Thoughtful, insightful and beautifully written. Thanks, Andrew. (An aside – how can we get your thinking and writing out to a wider audience? Too few of us read your blog and engage in the important conversations which it evokes, but I digress.) What you write causes me to ponder how a nation, or an individual, can best come to grips with the past. Staring it straight in the face is critical for healing and moving beyond into something brighter and more hopeful, yet I wonder if there aren’t times when smashing the symbol isn’t only cathartic but necessary to be liberated? Your piece also triggered my interest in what’s happening in Hungary right now, a story of which I’ve been vaguely aware (how can we keep track of what’s happening in so many parts of the world?) as a disturbing drift backwards toward authoritarianism. What is it in the human psyche that replaces breaths of fresh air and freedom with inclinations to dominate others and seek the solace of “strong men”? Whether in Hungary or Russia, where jubilant crowds cheered the demise of communism only to embrace the ugly rule of Putin, or our own country in which so many are flirting with the neo-facism of Donald Trump, the fresh air of freedom and human kindness is so often abandoned for something smaller and more mean-spirited.

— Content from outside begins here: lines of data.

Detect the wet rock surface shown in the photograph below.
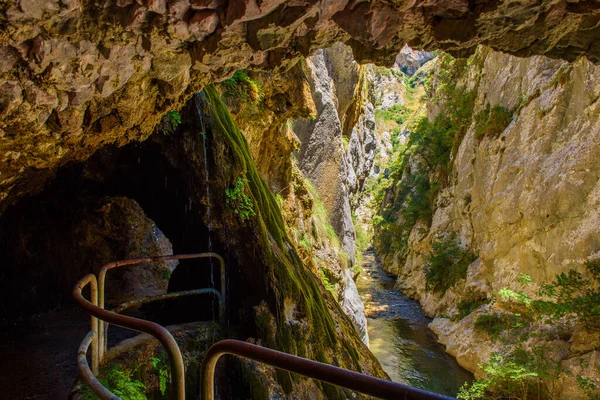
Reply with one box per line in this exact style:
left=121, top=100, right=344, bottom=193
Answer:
left=0, top=0, right=600, bottom=216
left=357, top=251, right=473, bottom=396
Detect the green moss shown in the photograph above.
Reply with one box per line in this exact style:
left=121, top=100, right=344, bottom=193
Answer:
left=225, top=177, right=256, bottom=221
left=424, top=236, right=477, bottom=296
left=204, top=85, right=337, bottom=384
left=81, top=365, right=147, bottom=400
left=375, top=104, right=410, bottom=125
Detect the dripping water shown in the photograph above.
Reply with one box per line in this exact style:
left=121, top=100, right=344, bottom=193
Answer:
left=195, top=93, right=218, bottom=328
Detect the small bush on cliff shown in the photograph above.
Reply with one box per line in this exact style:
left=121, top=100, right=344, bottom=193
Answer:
left=221, top=69, right=263, bottom=104
left=475, top=105, right=512, bottom=140
left=225, top=177, right=256, bottom=221
left=375, top=104, right=410, bottom=125
left=457, top=345, right=565, bottom=400
left=533, top=260, right=600, bottom=329
left=424, top=236, right=477, bottom=296
left=81, top=365, right=148, bottom=400
left=453, top=298, right=491, bottom=321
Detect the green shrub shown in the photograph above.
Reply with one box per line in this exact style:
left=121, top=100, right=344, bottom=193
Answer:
left=81, top=365, right=148, bottom=400
left=453, top=299, right=490, bottom=321
left=475, top=105, right=512, bottom=140
left=457, top=346, right=564, bottom=400
left=473, top=314, right=530, bottom=339
left=533, top=261, right=600, bottom=329
left=424, top=236, right=477, bottom=296
left=225, top=177, right=256, bottom=220
left=150, top=357, right=169, bottom=396
left=375, top=104, right=410, bottom=125
left=221, top=69, right=263, bottom=104
left=319, top=268, right=337, bottom=298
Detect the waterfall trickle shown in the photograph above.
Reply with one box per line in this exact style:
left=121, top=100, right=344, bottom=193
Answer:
left=194, top=92, right=215, bottom=328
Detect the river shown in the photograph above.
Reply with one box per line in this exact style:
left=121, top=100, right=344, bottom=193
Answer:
left=356, top=251, right=473, bottom=396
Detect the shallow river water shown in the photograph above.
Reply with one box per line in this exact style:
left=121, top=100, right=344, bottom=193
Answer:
left=356, top=251, right=473, bottom=396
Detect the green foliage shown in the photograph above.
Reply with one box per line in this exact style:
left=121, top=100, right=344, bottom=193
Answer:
left=424, top=236, right=477, bottom=296
left=203, top=85, right=341, bottom=378
left=150, top=357, right=169, bottom=396
left=533, top=260, right=600, bottom=329
left=304, top=178, right=341, bottom=248
left=517, top=274, right=533, bottom=286
left=498, top=288, right=531, bottom=307
left=577, top=376, right=600, bottom=400
left=342, top=136, right=350, bottom=151
left=475, top=105, right=512, bottom=140
left=319, top=268, right=337, bottom=298
left=457, top=345, right=564, bottom=400
left=453, top=299, right=490, bottom=321
left=81, top=365, right=148, bottom=400
left=473, top=314, right=530, bottom=339
left=298, top=235, right=312, bottom=251
left=375, top=104, right=410, bottom=125
left=221, top=69, right=263, bottom=104
left=352, top=213, right=373, bottom=268
left=374, top=61, right=475, bottom=256
left=167, top=111, right=181, bottom=128
left=225, top=177, right=256, bottom=221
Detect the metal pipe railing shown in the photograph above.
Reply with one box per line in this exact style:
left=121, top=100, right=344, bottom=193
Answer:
left=73, top=274, right=185, bottom=400
left=200, top=340, right=452, bottom=400
left=77, top=331, right=120, bottom=400
left=73, top=274, right=100, bottom=375
left=98, top=252, right=227, bottom=360
left=110, top=288, right=223, bottom=313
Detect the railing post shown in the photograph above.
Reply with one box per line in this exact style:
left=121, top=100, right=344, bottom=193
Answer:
left=200, top=340, right=452, bottom=400
left=73, top=274, right=100, bottom=375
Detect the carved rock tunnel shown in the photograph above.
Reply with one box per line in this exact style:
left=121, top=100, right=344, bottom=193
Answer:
left=0, top=101, right=268, bottom=399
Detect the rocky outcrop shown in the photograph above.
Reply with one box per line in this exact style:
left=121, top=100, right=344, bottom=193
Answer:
left=0, top=0, right=599, bottom=216
left=293, top=45, right=376, bottom=343
left=393, top=45, right=435, bottom=76
left=376, top=49, right=600, bottom=399
left=294, top=50, right=355, bottom=259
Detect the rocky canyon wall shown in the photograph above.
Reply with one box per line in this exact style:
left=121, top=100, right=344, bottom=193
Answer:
left=378, top=48, right=600, bottom=399
left=0, top=0, right=600, bottom=217
left=220, top=44, right=375, bottom=343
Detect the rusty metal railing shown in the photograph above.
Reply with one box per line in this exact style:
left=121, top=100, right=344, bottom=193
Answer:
left=73, top=253, right=226, bottom=400
left=73, top=253, right=452, bottom=400
left=98, top=252, right=227, bottom=359
left=200, top=340, right=452, bottom=400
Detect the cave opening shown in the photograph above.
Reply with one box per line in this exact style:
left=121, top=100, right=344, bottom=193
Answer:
left=0, top=112, right=252, bottom=398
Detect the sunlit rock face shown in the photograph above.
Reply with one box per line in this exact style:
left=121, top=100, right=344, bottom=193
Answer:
left=376, top=48, right=600, bottom=399
left=0, top=0, right=600, bottom=210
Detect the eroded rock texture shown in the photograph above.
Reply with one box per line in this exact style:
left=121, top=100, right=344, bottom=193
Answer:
left=0, top=0, right=600, bottom=214
left=384, top=48, right=600, bottom=399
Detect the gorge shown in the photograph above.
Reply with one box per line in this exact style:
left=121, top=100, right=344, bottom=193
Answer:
left=0, top=0, right=600, bottom=399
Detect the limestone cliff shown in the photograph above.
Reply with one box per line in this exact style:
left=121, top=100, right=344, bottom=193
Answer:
left=220, top=44, right=375, bottom=343
left=293, top=44, right=376, bottom=343
left=378, top=48, right=600, bottom=399
left=0, top=0, right=600, bottom=219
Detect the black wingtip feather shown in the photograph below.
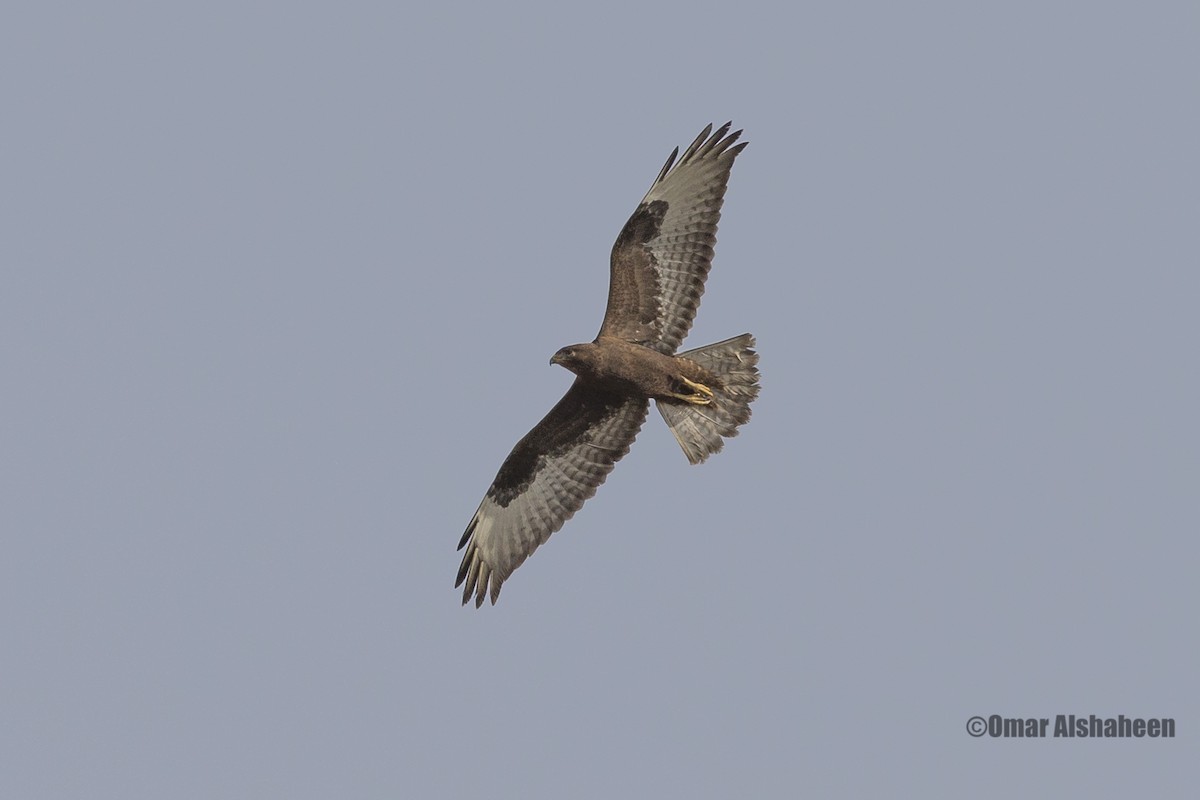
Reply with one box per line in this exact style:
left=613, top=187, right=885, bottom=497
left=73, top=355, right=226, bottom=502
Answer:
left=654, top=148, right=679, bottom=184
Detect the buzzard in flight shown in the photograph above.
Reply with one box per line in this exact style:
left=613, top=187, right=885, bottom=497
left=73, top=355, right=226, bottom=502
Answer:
left=455, top=122, right=758, bottom=608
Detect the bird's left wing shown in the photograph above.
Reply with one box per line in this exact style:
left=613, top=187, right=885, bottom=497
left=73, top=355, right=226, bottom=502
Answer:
left=600, top=122, right=746, bottom=354
left=455, top=379, right=649, bottom=608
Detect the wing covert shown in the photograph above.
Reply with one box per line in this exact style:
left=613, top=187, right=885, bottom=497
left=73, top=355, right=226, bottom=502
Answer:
left=455, top=379, right=649, bottom=608
left=600, top=122, right=748, bottom=354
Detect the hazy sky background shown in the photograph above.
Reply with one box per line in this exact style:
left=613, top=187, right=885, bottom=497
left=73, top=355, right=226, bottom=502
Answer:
left=0, top=1, right=1200, bottom=800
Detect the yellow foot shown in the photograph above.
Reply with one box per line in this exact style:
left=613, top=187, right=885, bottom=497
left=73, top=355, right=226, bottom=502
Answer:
left=671, top=378, right=713, bottom=405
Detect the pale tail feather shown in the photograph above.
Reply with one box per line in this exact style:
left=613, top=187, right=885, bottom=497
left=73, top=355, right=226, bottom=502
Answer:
left=655, top=333, right=758, bottom=464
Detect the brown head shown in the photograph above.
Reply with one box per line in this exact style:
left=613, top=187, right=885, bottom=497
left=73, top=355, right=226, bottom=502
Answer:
left=550, top=342, right=596, bottom=375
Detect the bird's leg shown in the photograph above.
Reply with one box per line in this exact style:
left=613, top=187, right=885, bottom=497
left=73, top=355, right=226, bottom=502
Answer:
left=671, top=375, right=713, bottom=405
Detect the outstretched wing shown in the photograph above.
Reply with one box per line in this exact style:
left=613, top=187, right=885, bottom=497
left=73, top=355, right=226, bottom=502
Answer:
left=454, top=379, right=649, bottom=608
left=600, top=122, right=746, bottom=354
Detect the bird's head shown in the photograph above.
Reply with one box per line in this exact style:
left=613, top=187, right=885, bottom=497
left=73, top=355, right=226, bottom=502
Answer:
left=550, top=344, right=592, bottom=373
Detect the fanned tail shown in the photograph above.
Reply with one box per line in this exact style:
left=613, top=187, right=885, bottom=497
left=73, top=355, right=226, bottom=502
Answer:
left=655, top=333, right=758, bottom=464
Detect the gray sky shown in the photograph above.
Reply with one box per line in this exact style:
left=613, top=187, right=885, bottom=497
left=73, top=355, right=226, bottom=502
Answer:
left=0, top=2, right=1200, bottom=800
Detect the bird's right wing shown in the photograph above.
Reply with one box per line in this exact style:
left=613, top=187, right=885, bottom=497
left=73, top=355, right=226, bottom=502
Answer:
left=455, top=379, right=649, bottom=608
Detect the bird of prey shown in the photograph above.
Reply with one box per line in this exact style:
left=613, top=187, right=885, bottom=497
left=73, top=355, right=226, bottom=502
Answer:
left=455, top=122, right=758, bottom=608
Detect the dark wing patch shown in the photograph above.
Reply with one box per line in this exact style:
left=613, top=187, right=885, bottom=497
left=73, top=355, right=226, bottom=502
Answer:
left=455, top=380, right=649, bottom=608
left=600, top=122, right=746, bottom=353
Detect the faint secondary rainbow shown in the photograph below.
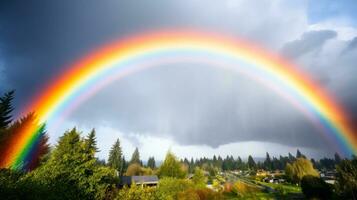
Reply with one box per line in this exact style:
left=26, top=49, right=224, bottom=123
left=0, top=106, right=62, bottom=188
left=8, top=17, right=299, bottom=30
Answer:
left=0, top=31, right=357, bottom=167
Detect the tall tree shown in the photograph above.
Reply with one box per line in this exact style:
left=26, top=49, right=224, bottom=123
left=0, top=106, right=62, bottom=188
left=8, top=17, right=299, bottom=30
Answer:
left=130, top=147, right=141, bottom=165
left=296, top=149, right=306, bottom=158
left=336, top=156, right=357, bottom=199
left=248, top=155, right=257, bottom=170
left=158, top=151, right=186, bottom=178
left=30, top=128, right=116, bottom=199
left=264, top=152, right=272, bottom=170
left=0, top=91, right=15, bottom=130
left=108, top=139, right=124, bottom=175
left=335, top=152, right=342, bottom=164
left=147, top=157, right=156, bottom=169
left=84, top=129, right=98, bottom=157
left=285, top=158, right=319, bottom=183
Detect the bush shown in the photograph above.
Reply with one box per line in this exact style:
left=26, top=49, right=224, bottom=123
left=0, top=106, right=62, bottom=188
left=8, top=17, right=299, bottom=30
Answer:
left=232, top=181, right=259, bottom=196
left=115, top=184, right=158, bottom=200
left=301, top=175, right=333, bottom=199
left=157, top=177, right=194, bottom=199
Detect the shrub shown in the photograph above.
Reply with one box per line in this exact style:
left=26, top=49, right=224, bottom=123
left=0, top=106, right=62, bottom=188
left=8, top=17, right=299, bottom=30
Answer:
left=157, top=177, right=194, bottom=199
left=115, top=184, right=157, bottom=200
left=301, top=175, right=332, bottom=199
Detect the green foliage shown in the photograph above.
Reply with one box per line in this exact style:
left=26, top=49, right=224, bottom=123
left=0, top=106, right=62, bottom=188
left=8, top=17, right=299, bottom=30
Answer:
left=108, top=139, right=124, bottom=175
left=248, top=155, right=257, bottom=170
left=130, top=147, right=141, bottom=165
left=0, top=91, right=15, bottom=130
left=301, top=175, right=333, bottom=199
left=26, top=129, right=116, bottom=199
left=84, top=129, right=98, bottom=157
left=158, top=151, right=187, bottom=178
left=147, top=157, right=156, bottom=169
left=125, top=163, right=143, bottom=176
left=264, top=152, right=272, bottom=170
left=336, top=156, right=357, bottom=199
left=115, top=184, right=158, bottom=200
left=285, top=158, right=319, bottom=183
left=192, top=167, right=207, bottom=188
left=157, top=177, right=194, bottom=200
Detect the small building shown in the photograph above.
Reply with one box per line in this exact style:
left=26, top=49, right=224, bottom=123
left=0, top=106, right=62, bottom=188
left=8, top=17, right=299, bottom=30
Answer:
left=119, top=175, right=159, bottom=188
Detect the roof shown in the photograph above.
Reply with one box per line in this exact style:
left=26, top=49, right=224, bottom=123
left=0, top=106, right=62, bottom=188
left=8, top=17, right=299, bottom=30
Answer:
left=120, top=175, right=159, bottom=185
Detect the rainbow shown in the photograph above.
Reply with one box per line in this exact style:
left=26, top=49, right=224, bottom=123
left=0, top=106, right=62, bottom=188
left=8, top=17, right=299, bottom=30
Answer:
left=0, top=31, right=357, bottom=170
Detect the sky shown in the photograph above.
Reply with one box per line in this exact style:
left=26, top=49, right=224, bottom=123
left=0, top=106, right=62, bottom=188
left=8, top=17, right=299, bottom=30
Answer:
left=0, top=0, right=357, bottom=160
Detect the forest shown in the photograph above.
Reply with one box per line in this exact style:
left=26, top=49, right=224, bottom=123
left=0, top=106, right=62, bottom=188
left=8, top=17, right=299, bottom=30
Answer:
left=0, top=91, right=357, bottom=200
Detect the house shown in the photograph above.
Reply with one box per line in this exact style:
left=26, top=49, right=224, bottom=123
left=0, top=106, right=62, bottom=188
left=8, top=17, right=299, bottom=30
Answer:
left=119, top=175, right=159, bottom=188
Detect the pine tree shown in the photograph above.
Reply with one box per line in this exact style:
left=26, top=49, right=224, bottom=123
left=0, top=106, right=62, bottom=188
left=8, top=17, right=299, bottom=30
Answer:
left=84, top=129, right=98, bottom=157
left=335, top=152, right=342, bottom=164
left=158, top=151, right=186, bottom=178
left=296, top=149, right=306, bottom=158
left=147, top=157, right=156, bottom=169
left=108, top=139, right=123, bottom=175
left=248, top=155, right=257, bottom=170
left=264, top=152, right=272, bottom=170
left=130, top=147, right=141, bottom=164
left=0, top=91, right=15, bottom=130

In any event, I appreciate this piece, and it has me thinking. Be well, my friend, and keep writing.

Kevin Feldman
Kevin Feldman
9 years ago

Another fascinating piece – and thoughtful responses! I had not heard of Memento Park, but love the idea… as an arm chair history buff this is music to my soul – interestingly today there was a little blurb in the paper about Putin decrying Lenin’s repressive behavior but when asked about removing his body from Red Square he said no way, not wanting to “divide society”… how we tell the stories of our past is no doubt an on-going process of revising/arguing/exploring but it seems telling them is essential to the integrating and perhaps “learning from” that Santayana’s famous “those who do not remember the past are condemned to repeat it” evokes…appreciate Angela’s linking these ideas to our own individual personal/emotional histories too… good stuff mate!

David Moriah
David Moriah
9 years ago

Glad I checked back here to see your response, Andrew. It’s quite challenging to keep track of the many internet conversations we’re engaged in. Did I check back on this one, that one? Anyway, thanks for your comments on my posts, and I’ll do my best to stay engaged in yours. I truly respect your thoughts and writings.

Mary
Mary
8 years ago

Great message Andrew. Timing is perfect. As is the message about history is what it is!